Pat was impressed by a cooperative program in Agua Prieta called Café Justo. The cooperative produces coffee in Chiapas in southern Mexico and sends it north to Agua Prieta, where other members process it, prepare it for market, sell it in their coffee shop there, and fill orders to be sent to various markets outside of Mexico. Café Justo hires members of the community in all areas of the co-operative to create sustainable, local business. This practice provides employees incentives to remain in their family lands.
"We will be ordering Café Justo to serve and sell at St. Aloysius after Masses on June 25 and 26, with information about how to order from the cooperative."
Another day, Pat and Mary Jo joined others in ritualizing migrants who died in passage by planting a cross in the desert.
Some crosses have the names of victims; others simply say, "No identificada" when no name can be assigned to the migrant.
On another occasion, they met a border patrol agent named Obie. He explained that he tries to treat each migrant with dignity if possible. Knowing that the people he spoke with were only visiting in the border area, he tried to extend their concern beyond the suffering they were seeing there.
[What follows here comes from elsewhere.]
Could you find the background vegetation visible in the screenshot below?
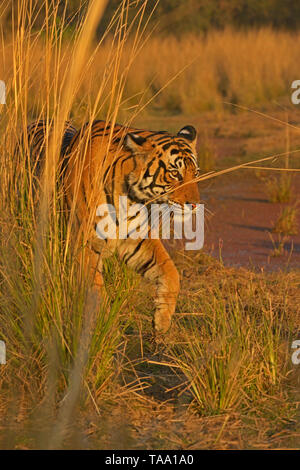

Mary Jo was struck by Obie's wisdom. He told them, "Look for the 'borders' where you live. Who are the marginalized and outcast in the area? Try to make a difference for those who live in poverty and fear where you are. Step out of your comfort and take a small step to make it right."
Since returning, the seven participants have shared reflections about their experiences with the St. Aloysius community through powerpoint presentations, in the newsletter and on the website.
They are now meeting to discuss what they want to do now, such as ways to work with the Café Justo co-op.
"We are now keeping informed on immigration policy and current activities at the border," Pat said. "We will continue to contact our elected representatives in Washington, D.C., to urge them to work for humane immigration laws."